Sizemore let that grin do all the talking for him at the 77th annual Midsummer Classic.
The grin didn't appear to wash away during pregame workouts, roster introductions or his appearance in the game. It was a grin no doubt shared by Sizemore's parents, Grady and Donna, and his younger brother, Corey, who were all in attendance.
"They've been smiling ear to ear," Sizemore said of his family.
So what if his appearance saw him go 0-for-2 at the plate in the American League's 3-2 victory over the National League? Being an All-Star is as much about the pomp and circumstance as it is about the game itself.
But for those chronicling the game itself, Sizemore's appearance didn't include any particularly memorable moments, aside from the thrill of stepping out on the field as a center-field replacement for Vernon Wells in the bottom of the fifth.
"That was the moment I've been waiting for this whole time," he said. "You just take a step and realize what you're doing and where you're at. It's a great feeling."
Sizemore, who entered the break with a .291 average, 15 homers and 43 RBIs, got his first All-Star at-bat when he led off the sixth against Rockies Brian Fuentes, but the deceptive left-hander struck him out.

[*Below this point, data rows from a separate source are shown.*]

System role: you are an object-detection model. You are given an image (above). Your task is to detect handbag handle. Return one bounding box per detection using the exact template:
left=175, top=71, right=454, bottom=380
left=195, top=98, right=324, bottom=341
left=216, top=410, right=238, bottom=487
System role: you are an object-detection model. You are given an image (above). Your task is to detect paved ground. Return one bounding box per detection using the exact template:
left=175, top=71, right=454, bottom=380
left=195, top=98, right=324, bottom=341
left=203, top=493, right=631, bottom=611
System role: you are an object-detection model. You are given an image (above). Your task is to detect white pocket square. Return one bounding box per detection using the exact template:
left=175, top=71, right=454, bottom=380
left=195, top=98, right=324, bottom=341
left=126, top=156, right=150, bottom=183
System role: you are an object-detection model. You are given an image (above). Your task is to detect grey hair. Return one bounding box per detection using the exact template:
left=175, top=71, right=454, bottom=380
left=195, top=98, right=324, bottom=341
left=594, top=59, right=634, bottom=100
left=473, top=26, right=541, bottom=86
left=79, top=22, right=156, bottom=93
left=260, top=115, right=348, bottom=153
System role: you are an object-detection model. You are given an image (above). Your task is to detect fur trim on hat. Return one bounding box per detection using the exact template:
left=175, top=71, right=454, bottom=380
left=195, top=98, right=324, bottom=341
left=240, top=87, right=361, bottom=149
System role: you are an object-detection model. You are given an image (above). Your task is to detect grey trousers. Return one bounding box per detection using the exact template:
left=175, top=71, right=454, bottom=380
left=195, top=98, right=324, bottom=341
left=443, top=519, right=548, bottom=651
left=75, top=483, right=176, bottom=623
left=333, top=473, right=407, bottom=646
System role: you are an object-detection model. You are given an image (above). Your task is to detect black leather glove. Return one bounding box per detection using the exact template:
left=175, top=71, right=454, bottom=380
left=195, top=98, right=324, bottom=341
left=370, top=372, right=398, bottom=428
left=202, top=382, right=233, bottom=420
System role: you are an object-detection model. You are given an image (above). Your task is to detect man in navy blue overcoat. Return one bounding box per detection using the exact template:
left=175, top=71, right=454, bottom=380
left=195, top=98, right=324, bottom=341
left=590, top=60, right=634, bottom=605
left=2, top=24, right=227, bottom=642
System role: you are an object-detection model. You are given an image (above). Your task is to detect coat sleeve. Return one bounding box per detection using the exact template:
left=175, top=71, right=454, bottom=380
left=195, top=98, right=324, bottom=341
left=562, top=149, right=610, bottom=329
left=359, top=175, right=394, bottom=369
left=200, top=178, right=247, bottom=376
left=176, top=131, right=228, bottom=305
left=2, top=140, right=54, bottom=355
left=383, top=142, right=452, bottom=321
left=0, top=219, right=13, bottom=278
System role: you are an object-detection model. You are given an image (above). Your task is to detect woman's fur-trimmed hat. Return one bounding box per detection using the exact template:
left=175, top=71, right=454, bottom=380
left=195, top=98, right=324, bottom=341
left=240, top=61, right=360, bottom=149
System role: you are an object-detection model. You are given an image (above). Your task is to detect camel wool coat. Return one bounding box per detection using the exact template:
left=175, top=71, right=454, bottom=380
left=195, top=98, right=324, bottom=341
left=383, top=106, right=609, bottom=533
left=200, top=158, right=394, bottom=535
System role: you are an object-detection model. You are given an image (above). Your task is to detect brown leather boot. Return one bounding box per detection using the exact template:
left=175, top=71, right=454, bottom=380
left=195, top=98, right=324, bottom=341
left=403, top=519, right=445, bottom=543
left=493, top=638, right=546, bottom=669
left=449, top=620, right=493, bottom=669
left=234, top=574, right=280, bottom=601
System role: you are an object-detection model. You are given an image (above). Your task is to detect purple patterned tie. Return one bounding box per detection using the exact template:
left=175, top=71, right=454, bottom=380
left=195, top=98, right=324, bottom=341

In the eighth, he hit a scorching grounder to second against the Phillies' Tom Gordon, but it was hauled in for the third out of the inning.
"I was a little more comfortable the second time up," Sizemore said. "But it didn't work out."
OK, so he didn't put in an MVP performance, as he had at the All-Star Futures Game just three years earlier. Sizemore still had a blast.
"I just tried to soak it all in," he said. "Getting to share it with my family was great."
Sizemore wasn't the only Indians player getting attention during the All-Star festivities. More than a few people couldn't help but make note of designated hitter Travis Hafner's absence. The man known as "Pronk" certainly has All-Star credentials -- a .322 average, 25 home runs (including five grand slams) and 74 RBIs chief among them.
"You feel for a guy like Hafner," White Sox slugger Jim Thome said. "When I look at Hafner, I look at him as an All-Star. He's an elite, one of the top three elite hitters in the American League."
But Hafner's only applicable position -- first base -- put him among some tough company, namely Thome, Paul Konerko and starting AL first baseman David Ortiz.
AL manager Ozzie Guillen said it was tough leaving Hafner off, but, given the roster constraints, it would have been even tougher for him to exclude Sizemore.
"I needed a [reserve] center fielder, and I think Sizemore is the best player in the AL Central," Guillen said, reiterating a statement he made last fall. "So I had to pick him."
And for that, a speechless Sizemore was thankful.